What a good LLMs.txt looks like
Here's a real example:
# Acme Docs
> Technical documentation for the Acme platform — APIs, SDKs, and integration guides.
## Getting Started
- [Quickstart](https://docs.acme.com/quickstart): 5-minute setup guide
- [Installation](https://docs.acme.com/install): Install the CLI and SDK
- [Core Concepts](https://docs.acme.com/concepts): How Acme models resources
## API Reference
- [REST API](https://docs.acme.com/api): Full REST API reference
- [Webhooks](https://docs.acme.com/webhooks): Event notifications
## Guides
- [Authentication](https://docs.acme.com/auth): OAuth 2.0 and API key setup
- [Error Handling](https://docs.acme.com/errors): Error codes and recovery
- [Migration Guide](https://docs.acme.com/migrate): Upgrading from v1 to v2
Notice: curated list, clear descriptions, logical sections.
Sections that work well
- Core Pages or Getting Started — for the homepage and entry points
- Documentation or Guides — for docs, tutorials, how-to content
- API or Reference — for technical reference material
- Blog or Articles — for key blog posts only (not all of them)
- Tools or Products — for interactive tools and product pages
Don't use vague section names like "Other" or "Misc." If a page doesn't fit into a clear section, ask yourself whether it belongs in the file at all.
Template you can use
# Your Site Name
> A one-sentence description of what your site provides.
## Core Pages
- [Home](https://example.com/): What your site does
- [About](https://example.com/about): Who you are
## Key Content
- [Guide Title](https://example.com/guide): What this guide covers
- [Article Title](https://example.com/article): What this article explains
Use absolute URLs. Test every link. Keep it under 50 links.
How many sites actually have LLMs.txt?
On June 25, 2026, I checked 13 well-known developer and SaaS sites by requesting their /llms.txt. Here's what I found:
| Site | Status | Notes |
|---|---|---|
| tanstack.com | 200 OK | Excellent — product docs index with full routing guide |
| stripe.com | 200 OK | Clean summary with link to LLMs-full.txt |
| cloudflare.com | 301 Redirect | Exists but redirects to www subdomain first |
| openai.com | 403 Forbidden | Has a file but intentionally blocks direct access |
| cursor.com | No file | Connection refused |
| vercel.com | No file | Connection refused |
| tailscale.com | No file | Connection refused |
| linear.app | No file | Connection refused |
| anthropic.com | No file | Connection refused |
| perplexity.ai | No file | Connection refused |
| supabase.com | No file | Connection refused |
| github.com | No file | Connection refused |
That's 2 out of 13 with a proper working LLMs.txt. Even among the companies building AI tooling, adoption is near zero. Stripe and TanStack are the exceptions — and their implementations are solid reference examples.
If you ship an LLMs.txt today, you're ahead of most of the internet.
Testing your file
Use our LLMs.txt Checker — it validates format, checks content type, tests every link, and verifies your LLMs-full.txt if you have one. If you're building from scratch, our LLMs.txt Generator can create a baseline file from your sitemap.
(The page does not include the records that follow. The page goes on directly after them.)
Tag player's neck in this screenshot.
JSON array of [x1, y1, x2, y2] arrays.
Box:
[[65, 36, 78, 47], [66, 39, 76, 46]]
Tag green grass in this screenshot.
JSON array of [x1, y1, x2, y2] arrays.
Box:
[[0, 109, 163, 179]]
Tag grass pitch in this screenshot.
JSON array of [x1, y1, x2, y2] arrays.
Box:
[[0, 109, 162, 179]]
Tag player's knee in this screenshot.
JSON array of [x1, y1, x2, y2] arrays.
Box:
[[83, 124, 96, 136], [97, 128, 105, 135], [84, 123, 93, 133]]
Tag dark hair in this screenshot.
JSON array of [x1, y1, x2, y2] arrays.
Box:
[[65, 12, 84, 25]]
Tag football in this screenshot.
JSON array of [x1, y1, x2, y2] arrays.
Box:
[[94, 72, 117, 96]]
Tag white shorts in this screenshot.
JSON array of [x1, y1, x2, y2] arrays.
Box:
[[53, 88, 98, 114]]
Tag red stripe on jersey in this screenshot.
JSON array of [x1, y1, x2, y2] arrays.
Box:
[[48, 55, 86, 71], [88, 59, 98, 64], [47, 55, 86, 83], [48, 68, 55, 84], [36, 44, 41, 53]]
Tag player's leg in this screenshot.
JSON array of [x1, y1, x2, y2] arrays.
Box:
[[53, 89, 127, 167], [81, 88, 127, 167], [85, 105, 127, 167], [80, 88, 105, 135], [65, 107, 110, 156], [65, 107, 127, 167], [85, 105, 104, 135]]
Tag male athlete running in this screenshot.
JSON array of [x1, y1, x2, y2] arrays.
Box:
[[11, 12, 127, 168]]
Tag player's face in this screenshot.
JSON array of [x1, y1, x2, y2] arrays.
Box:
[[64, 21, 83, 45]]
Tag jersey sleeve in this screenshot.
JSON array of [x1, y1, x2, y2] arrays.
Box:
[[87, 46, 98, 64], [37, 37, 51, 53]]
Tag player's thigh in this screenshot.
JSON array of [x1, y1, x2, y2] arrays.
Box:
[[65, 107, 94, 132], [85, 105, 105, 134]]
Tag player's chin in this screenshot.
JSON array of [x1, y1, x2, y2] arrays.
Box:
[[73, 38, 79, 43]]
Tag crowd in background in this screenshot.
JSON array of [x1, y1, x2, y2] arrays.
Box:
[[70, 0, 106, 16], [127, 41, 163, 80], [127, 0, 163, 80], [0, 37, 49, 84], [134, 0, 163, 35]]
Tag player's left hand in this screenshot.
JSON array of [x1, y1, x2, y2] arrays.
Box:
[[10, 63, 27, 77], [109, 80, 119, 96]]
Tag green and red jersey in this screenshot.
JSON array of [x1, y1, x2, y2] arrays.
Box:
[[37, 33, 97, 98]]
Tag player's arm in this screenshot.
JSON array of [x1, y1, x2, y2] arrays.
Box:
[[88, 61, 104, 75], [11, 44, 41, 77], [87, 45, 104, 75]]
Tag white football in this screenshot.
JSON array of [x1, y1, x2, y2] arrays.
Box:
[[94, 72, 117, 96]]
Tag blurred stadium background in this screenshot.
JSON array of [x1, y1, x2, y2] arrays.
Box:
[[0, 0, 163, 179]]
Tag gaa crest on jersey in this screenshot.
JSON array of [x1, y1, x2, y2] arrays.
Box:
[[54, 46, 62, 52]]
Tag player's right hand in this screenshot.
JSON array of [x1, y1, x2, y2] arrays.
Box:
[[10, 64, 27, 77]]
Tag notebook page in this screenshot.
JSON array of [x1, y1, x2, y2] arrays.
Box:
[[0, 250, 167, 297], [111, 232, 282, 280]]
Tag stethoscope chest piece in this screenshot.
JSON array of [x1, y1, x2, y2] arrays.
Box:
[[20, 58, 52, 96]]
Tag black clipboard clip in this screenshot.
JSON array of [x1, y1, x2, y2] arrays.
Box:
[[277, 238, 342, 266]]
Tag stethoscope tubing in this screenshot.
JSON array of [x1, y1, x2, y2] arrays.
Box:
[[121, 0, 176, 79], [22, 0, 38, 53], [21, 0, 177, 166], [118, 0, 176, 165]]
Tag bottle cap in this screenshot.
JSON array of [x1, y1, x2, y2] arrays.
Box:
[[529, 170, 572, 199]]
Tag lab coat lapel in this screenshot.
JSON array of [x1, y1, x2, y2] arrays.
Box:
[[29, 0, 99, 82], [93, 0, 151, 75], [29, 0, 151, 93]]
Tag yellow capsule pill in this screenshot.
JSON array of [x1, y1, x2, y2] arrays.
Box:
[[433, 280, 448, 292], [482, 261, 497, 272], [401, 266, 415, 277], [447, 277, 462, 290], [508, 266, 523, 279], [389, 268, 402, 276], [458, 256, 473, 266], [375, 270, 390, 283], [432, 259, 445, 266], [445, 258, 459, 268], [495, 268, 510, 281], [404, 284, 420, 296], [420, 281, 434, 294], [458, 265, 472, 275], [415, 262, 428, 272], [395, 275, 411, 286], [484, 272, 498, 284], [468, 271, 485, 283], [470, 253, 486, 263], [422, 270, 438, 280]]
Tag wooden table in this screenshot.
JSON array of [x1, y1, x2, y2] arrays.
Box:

Does LLMs.txt guarantee AI citations?
No. Having an LLMs.txt file does not guarantee that ChatGPT, Claude, Perplexity, or Google AI Overviews will cite your site. It removes a barrier — making your site easy to understand — but the AI still needs to decide whether your content is relevant and trustworthy.
That said, I've seen sites with well-maintained LLMs.txt files get cited more consistently than those without. It's not a ranking signal. It's just good communication.